The question is whether the heirs of a deceased tenant whose contractual tenancy in respect of commercial premises has been determined, are entitled to the same protection against eviction afforded by the Act to the tenant.
He came into possession as tenant on and from 1.9.1959. In April, 1970 the respondent landlord determined the tenancy by serving a notice to quit on the tenant Wasti Ram, since deceased. In September, 1970, the respondent landlord filed a petition under section 14 of the Act for the eviction of the tenant Wasti Ram from the said shop on the following grounds: (1) non-payment of rent; (2) bona fide requirement; (3) change of user from residential to commercial; (4) substantial damage to property; and (5) sub-letting.
During the pendency of the appeal, the tenant Wasti Ram died and on 5.9.1977 the present appellant Smt. Gian Devi Anand, the widow of deceased Wasti Ram, was substituted in place of Wasti Ram on the application of the landlord.
It appears from the judgment of Shah, J. that ‘the Bombay Act merely grants conditional protection to a statutory tenant and does not invest him with the right to enforce the benefit of any of the terms and conditions of the original tenancy.’

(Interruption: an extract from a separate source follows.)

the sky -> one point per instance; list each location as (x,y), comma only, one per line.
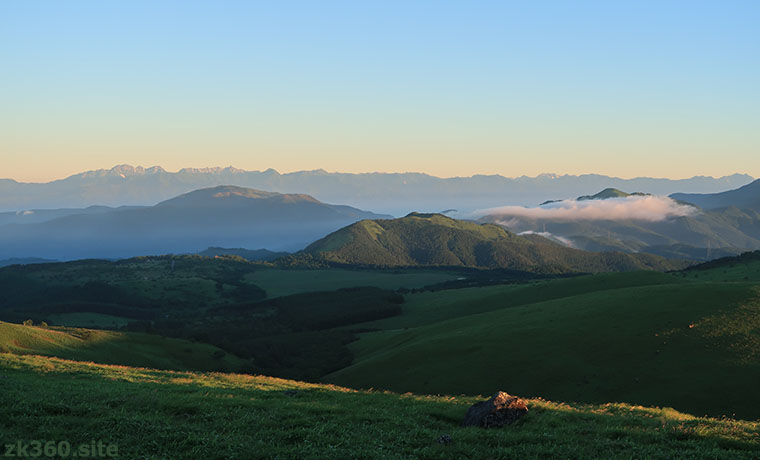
(660,88)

The tenant may be carrying on a business in which the member of his family residing with him may not have any interest at all and yet on the construction adopted by the High Court, such member of the family would become a tenant in respect of the business premises. The principle behind section 5(11)(c) seems to be that when a tenant is in occupation of premises, the tenancy is taken by him not only for his own benefit, but also for the benefit of the members of the family residing with him and, therefore, when the tenant dies, protection should be extended to the members of the family who were participants in the benefit of the tenancy and for whose needs inter alia the tenancy was originally taken by the tenant.

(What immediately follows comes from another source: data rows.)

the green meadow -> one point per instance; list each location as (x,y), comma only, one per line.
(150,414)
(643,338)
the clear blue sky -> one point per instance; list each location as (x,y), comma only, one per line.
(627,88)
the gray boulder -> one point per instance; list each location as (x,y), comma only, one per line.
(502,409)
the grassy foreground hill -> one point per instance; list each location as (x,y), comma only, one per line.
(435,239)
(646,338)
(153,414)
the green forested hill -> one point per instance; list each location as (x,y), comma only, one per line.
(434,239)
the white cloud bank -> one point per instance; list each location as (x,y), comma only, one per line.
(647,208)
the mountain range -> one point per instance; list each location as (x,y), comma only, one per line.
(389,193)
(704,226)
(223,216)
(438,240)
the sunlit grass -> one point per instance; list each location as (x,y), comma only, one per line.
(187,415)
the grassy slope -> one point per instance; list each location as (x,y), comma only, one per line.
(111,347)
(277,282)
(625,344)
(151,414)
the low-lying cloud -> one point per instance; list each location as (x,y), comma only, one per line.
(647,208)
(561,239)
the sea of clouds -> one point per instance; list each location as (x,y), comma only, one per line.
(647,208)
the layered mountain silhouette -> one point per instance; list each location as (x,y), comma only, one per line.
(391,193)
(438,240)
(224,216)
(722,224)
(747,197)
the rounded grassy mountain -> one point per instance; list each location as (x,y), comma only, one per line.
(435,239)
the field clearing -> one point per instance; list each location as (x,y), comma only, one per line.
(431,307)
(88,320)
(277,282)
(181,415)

But in case of business premises, a member of the family of the tenant residing with him at the time of his death may not be in possession of the business premises; he may be in service or he may be earning on any other business.
Though provisions of all the Rent Control Acts are not uniform, the common feature of all the Rent Control Legislation is that a contractual tenant on the termination of the contractual tenancy is by virtue of the provisions of the Rent Acts not liable to be evicted as a matter of course under the ordinary law of the land and he is entitled to remain in possession even after determination of the contractual tenancy.
The provisions of the Act, therefore, make it abundantly clear that the Act does not make any distinction between a ‘so called statutory tenant’ and a contractual tenant and the Act proceeds to treat both alike and to preserve and protect the status and rights of a tenant after determination of the contractual tenancy in the same way as the status and rights of a contractual tenant are protected and preserved.
The Legislature could never have possibly intended that with the death of a tenant of the commercial premises, the business carried on by the tenant, however flourishing it may be and even if the same constituted the source of livelihood of the members of the family, must necessarily come to an end on the death of the tenant, only because the tenant died after the contractual tenancy had been terminated.
Commercial premises are let out not only to individuals but also to Companies, Corporations and other statutory bodies having a juristic personality.
It can hardly be conceived that the Legislature would intend to deny to one class of tenants, namely, individuals, the protection which will be enjoyed by the other class, namely, the Corporations and Companies and other bodies with juristic personality under the Act.
if the Rent Act in question defines a tenant in substance to mean a tenant who continues to remain in possession even after the termination of the contractual tenancy till a decree for eviction against him is passed’, the tenant even after the determination of the tenancy continues to have an estate or interest in the tenanted premises and the tenancy rights both in respect of residential premises and commercial premises are heritable. The heirs of the deceased tenant in the absence of any provision in the Rent Act to the contrary will step into the position of the deceased tenant.